Morte di un maestro

Se ne va all'età di 88 anni Vittorio De Seta, il più grande documentarista italiano. Si era fatto apprezzare anche nel cinema di fiction, con Banditi a Orgosolo e Un uomo a metà
29 Novembre 2011
Morte di un maestro
Vittorio De Seta

(Cinematografo.it/Adnkronos) – E’ morto ieri sera a Sellia Marina, in provincia di Catanzaro, il regista e sceneggiatore Vittorio De Seta, maestro del documentarismo italiano . Aveva 88 anni. Aveva conosciuto anche la consacarazione televisiva con la miniserie prodotta dalla RAI, Diario di un maestro, sulla difficile condizione della didattica in una borgata romana.

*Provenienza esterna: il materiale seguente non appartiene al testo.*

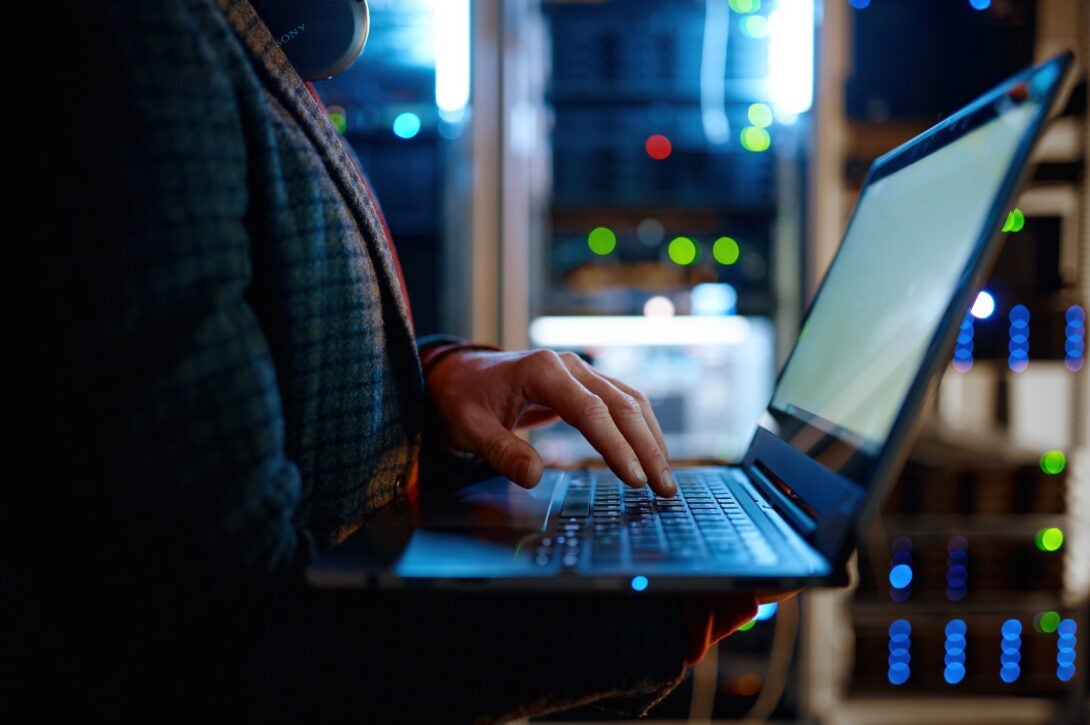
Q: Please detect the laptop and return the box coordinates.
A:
[306,52,1074,592]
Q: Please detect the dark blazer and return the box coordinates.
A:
[0,0,686,723]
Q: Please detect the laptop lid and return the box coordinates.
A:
[743,52,1073,563]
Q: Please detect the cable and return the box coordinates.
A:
[689,596,799,725]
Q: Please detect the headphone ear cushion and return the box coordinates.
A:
[255,0,371,81]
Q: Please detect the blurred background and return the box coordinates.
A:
[317,0,1090,724]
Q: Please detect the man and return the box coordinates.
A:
[0,0,784,723]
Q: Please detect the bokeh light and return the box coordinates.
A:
[393,111,420,138]
[1056,619,1078,682]
[1064,304,1087,373]
[886,619,912,685]
[1007,304,1029,373]
[889,536,912,602]
[889,564,912,589]
[1003,208,1026,232]
[741,125,772,152]
[643,133,674,161]
[943,619,968,685]
[972,290,995,319]
[1033,527,1064,552]
[667,237,698,266]
[586,227,617,256]
[1033,612,1059,635]
[954,312,973,373]
[1000,619,1021,685]
[643,294,675,317]
[1041,450,1067,475]
[712,237,741,267]
[326,106,348,136]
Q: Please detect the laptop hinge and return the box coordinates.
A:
[746,466,818,536]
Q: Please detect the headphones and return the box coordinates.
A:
[254,0,371,81]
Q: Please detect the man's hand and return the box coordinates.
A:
[427,350,677,496]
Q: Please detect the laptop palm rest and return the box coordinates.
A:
[395,471,564,577]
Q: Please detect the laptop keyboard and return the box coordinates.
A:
[534,470,776,568]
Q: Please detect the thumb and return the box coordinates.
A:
[470,415,545,488]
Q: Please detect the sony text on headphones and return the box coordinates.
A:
[254,0,371,81]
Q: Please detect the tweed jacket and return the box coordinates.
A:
[0,0,686,723]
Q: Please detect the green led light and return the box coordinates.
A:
[712,237,741,266]
[730,0,761,13]
[1003,208,1026,232]
[1033,612,1059,635]
[741,125,772,152]
[747,104,772,129]
[667,237,697,266]
[1033,527,1064,552]
[586,227,617,256]
[1041,450,1067,475]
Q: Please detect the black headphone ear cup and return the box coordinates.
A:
[255,0,371,81]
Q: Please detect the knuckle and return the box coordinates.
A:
[619,392,643,418]
[485,438,514,464]
[582,392,610,422]
[522,349,564,371]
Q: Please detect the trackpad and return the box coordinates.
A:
[395,471,562,577]
[417,471,564,530]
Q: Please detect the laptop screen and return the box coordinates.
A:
[770,60,1052,484]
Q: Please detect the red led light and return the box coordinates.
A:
[643,133,674,161]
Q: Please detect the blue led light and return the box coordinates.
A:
[889,536,912,602]
[886,619,912,685]
[1007,304,1029,373]
[889,564,912,589]
[393,111,420,138]
[954,310,973,373]
[1056,619,1078,682]
[943,619,967,685]
[1000,619,1022,685]
[1064,304,1087,373]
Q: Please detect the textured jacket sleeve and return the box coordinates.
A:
[0,0,686,723]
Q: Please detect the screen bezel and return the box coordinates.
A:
[743,51,1074,557]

De Seta nasce a Palermo il 15 ottobre 1923 da una famiglia aristocratica, e inizia la carriera cinematografica lavorando come secondo aiuto regista di Mario Chiari per un episodio del film Amori di mezzo secolo. Nel 1954 diventa aiuto regista di Jean-Paul Le Chanois in Vacanze d’amore. Successivamente si dedica all’attività di sceneggiatore e documentarista. Al 1950 risalgono i suoi documentari ambientati prevalentemente in Sicilia e Sardegna, che descrivono con potente espressività i modi di vivere del proletariato meridionale (feste sacre di Pasqua in Sicilia) e le dure condizioni di vita dei pescatori siciliani, dei minatori di zolfo nisseni, dei pastori della Barbagia. Tra questi cortometraggi il documentario Isola di fuoco, ambientato nelle isole Eolie, viene premiato come miglior documentario al Festival di Cannes del 1955. Nel 1961 debutta nel cinema di finzione con Banditi a Orgosolo, sceneggiato con la moglie Vera Gherarducci che vince il premio Opera prima al Festival di Venezia e il Nastro d’Argento alla migliore fotografia. Nel 1966 realizza Un uomo a metà allontanandosi dal documentarismo che contraddistingue la sua carriera. Tra il 1969 e i primi anni 1970 si trasferisce in Francia per girare L’invitata. Il film viene apprezzato da Alberto Moravia e Pier Paolo Pasolini.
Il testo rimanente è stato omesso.